Dans le contexte d’accaparement territorial américain, la royauté a-t-elle promu cette fiction juridico-politique de « l’union consubstantielle entre le roi [français] et son royaume[90] » ? Si elle servait « comme arme diplomatique proclamant la supériorité de la loi du royaume sur les traités entre princes[91] », elle a bien pu teinter les rapports entre le roi et ces Amérindiens, dont il désirait faire ses nouveaux sujets ou vassaux. Les historiens ont relevé comment fonctionnait dans l’alliance la métaphore paternelle en Amérique, qui fait des Amérindiens les enfants d’Onontio, le représentant du roi – particulièrement à partir des années 1660[92]. Ne pourrions-nous pas, de même, considérer comment la métaphore du mariage politique entre roi et royaume – qui sous-tendait « l’autorité de Sa Majesté et la domination Françoise[93] » proclamée sur leurs terres – visait à transformer aussi les Amérindiens en les « efféminisant » ? Au moment de la prise de possession, ces derniers ne démontraient-ils pas, en effet, dans leur acquiescement « taisible », la fidélité et la soumission sponsales[94], garantes du lien que voulaient créer les Français ?

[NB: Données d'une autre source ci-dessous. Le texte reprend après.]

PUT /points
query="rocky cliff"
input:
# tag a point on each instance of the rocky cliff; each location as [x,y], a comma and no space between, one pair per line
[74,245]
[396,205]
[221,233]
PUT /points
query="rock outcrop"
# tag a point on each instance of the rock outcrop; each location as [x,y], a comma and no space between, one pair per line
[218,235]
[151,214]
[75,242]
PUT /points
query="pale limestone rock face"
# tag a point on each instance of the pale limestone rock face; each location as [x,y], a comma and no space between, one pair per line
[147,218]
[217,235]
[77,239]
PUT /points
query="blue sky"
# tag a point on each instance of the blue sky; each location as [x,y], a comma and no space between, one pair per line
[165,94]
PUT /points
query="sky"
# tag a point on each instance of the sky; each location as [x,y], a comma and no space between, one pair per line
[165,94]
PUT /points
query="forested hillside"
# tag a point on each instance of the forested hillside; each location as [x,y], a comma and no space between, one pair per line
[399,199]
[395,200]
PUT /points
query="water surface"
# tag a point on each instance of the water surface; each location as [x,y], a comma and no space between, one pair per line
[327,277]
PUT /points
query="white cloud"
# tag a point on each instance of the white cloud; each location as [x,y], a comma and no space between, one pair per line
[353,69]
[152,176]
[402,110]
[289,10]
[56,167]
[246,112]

N’était-ce pas, par ailleurs, cette transformation à proprement parler « genrée » des attitudes qui fit préférer, aux Amérindiens alliés, les « Sauvages Chrétiens & domiciliés » ? Leur innocence, modestie, obéissance et piété – toutes des vertus alors associées au féminin – témoignaient de leur assujettissement qui était, pour l’historien jésuite Charlevoix, visiblement réussi. Notons les termes qu’il employa pour le décrire :

l’expérience a fait voir qu’il étoit plus à propos de les laisser dans leur simplicité & dans leur ignorance ; que les Sauvages peuvent être de bons Chrétiens, sans rien prendre de notre politesse & de notre façon de vivre, ou du moins qu’il falloit laisser faire au tems pour les tirer de leur grossiereté, qui ne les empêche pas de vivre dans une grande innocence, d’avoir beaucoup de modestie, & de servir Dieu avec une pieté & une ferveur, qui les rendent très-propres aux plus sublimes opérations de la Grace[95].

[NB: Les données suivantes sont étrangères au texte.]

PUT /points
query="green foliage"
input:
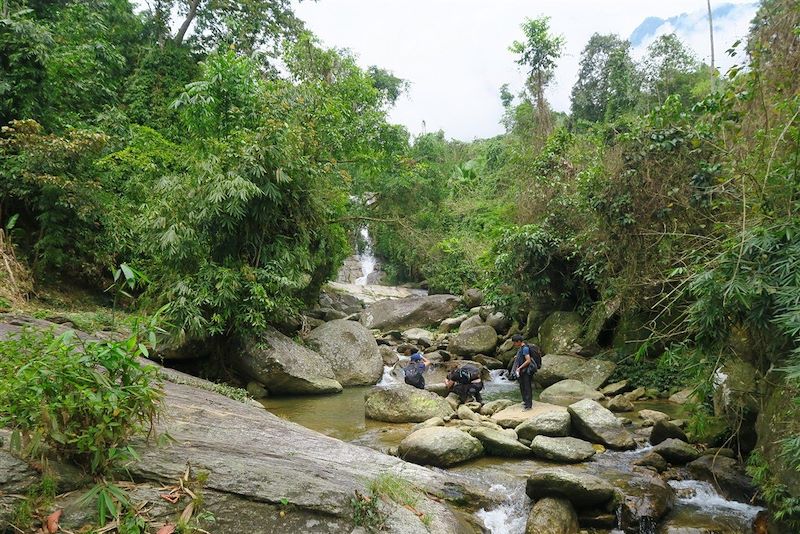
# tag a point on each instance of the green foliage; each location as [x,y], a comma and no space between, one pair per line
[84,399]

Certes, l’intendant et le gouverneur furent loin d’être d’accord avec ceux qui se félicitaient de la docilité des convertis : en effet, la « contrainte des cadeaux » pour garder les Amérindiens dans l’alliance, était, pour eux, un rappel exaspérant de l’insuccès des Français à réellement soumettre les Amérindiens – incapables qu’ils étaient de dominer mêmes les « Sauvages » domiciliés, d’ailleurs officiellement considérés comme simples sujets du roi mais traités comme des alliés[96] ; de la même façon, leur incapacité à imposer leurs lois, sans improviser des accommodements aux coutumes amérindiennes par des exemptions, démontre l’écart entre la fiction de la sujétion et l’échec de sa réalisation sur le terrain[97].

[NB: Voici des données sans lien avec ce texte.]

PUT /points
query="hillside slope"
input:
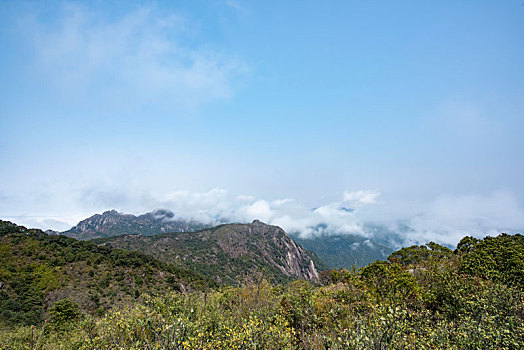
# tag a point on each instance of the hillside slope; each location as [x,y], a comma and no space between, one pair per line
[37,269]
[228,253]
[112,223]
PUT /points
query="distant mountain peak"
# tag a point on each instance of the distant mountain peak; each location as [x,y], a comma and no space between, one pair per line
[228,253]
[113,223]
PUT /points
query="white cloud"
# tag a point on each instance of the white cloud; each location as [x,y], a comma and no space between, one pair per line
[361,197]
[450,217]
[137,58]
[446,219]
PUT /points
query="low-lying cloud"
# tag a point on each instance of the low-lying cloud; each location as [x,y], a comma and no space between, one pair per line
[445,220]
[143,57]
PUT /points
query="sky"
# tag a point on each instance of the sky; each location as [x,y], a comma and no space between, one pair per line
[298,113]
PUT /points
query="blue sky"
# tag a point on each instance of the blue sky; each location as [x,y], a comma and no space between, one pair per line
[409,111]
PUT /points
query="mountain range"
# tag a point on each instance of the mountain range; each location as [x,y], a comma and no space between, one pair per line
[112,223]
[229,253]
[332,250]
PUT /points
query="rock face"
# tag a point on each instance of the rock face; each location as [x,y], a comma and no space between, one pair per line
[112,223]
[228,253]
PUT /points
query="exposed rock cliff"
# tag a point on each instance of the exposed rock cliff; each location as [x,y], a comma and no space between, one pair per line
[112,223]
[228,253]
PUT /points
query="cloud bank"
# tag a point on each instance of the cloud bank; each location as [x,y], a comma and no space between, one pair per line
[144,57]
[445,220]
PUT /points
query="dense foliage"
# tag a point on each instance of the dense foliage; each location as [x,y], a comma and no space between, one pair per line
[37,270]
[229,254]
[424,297]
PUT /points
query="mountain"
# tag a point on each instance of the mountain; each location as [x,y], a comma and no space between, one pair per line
[344,251]
[339,250]
[112,223]
[228,253]
[37,269]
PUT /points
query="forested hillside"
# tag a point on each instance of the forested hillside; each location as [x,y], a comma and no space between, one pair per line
[37,270]
[229,254]
[422,297]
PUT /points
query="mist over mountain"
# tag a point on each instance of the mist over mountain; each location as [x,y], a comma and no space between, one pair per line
[112,223]
[230,253]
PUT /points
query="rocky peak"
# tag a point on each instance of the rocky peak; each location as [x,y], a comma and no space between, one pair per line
[112,223]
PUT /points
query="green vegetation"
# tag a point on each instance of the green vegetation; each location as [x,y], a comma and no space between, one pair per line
[344,251]
[423,297]
[229,254]
[37,269]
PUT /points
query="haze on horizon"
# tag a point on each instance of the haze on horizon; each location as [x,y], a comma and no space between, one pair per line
[288,112]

Ces questions méritaient d’être posées. Analyser de la sorte les moyens symboliques par lesquels cette transformation et cette domination étaient censées se réaliser permet de dégager et de comprendre certains principes constitutifs de la polis gouvernant l’espace français moderne. Or ces fondements du vivre ensemble, si évidents pour les contemporains, si ancrés dans leur psyché, qu’il n’était même pas besoin de les énoncer – puisque tout le monde le sait – ce référentiel quelque peu disparu sous l’opacité des savoirs acquis, des traditions, us et certitudes, il est possible d’en repérer les traces, de les traduire, de leur redonner la cohérence et les sens qui étaient les leurs. C’est, à mon sens, ce qu’autorise l’histoire croisée de l’expansion française, de la religion et du genre.

L’exercice, que j’ai voulu conduire ici, visait à examiner, sous ces éclairages conjugués, les prises de possession, cet aspect du déploiement de la souveraineté qui est l’un des éléments les plus manifestes de la rencontre que firent de l’altérité les Français d’Ancien Régime. Il s’agissait de démonter quelques-uns des ressorts épistémiques qui les mouvaient dans leur rencontre des Autres. Et ce faisant, tenter de comprendre comment l’expansion de la souveraineté française a pu sinon être réalisée, du moins être envisagée, sur une terre ni conquise ni achetée. C’est, à mon sens, ce qu’autorise l’histoire qu’on croise, comme celle métisse, que j’ai tenté de faire ici de l’expansion française, de la religion et du genre.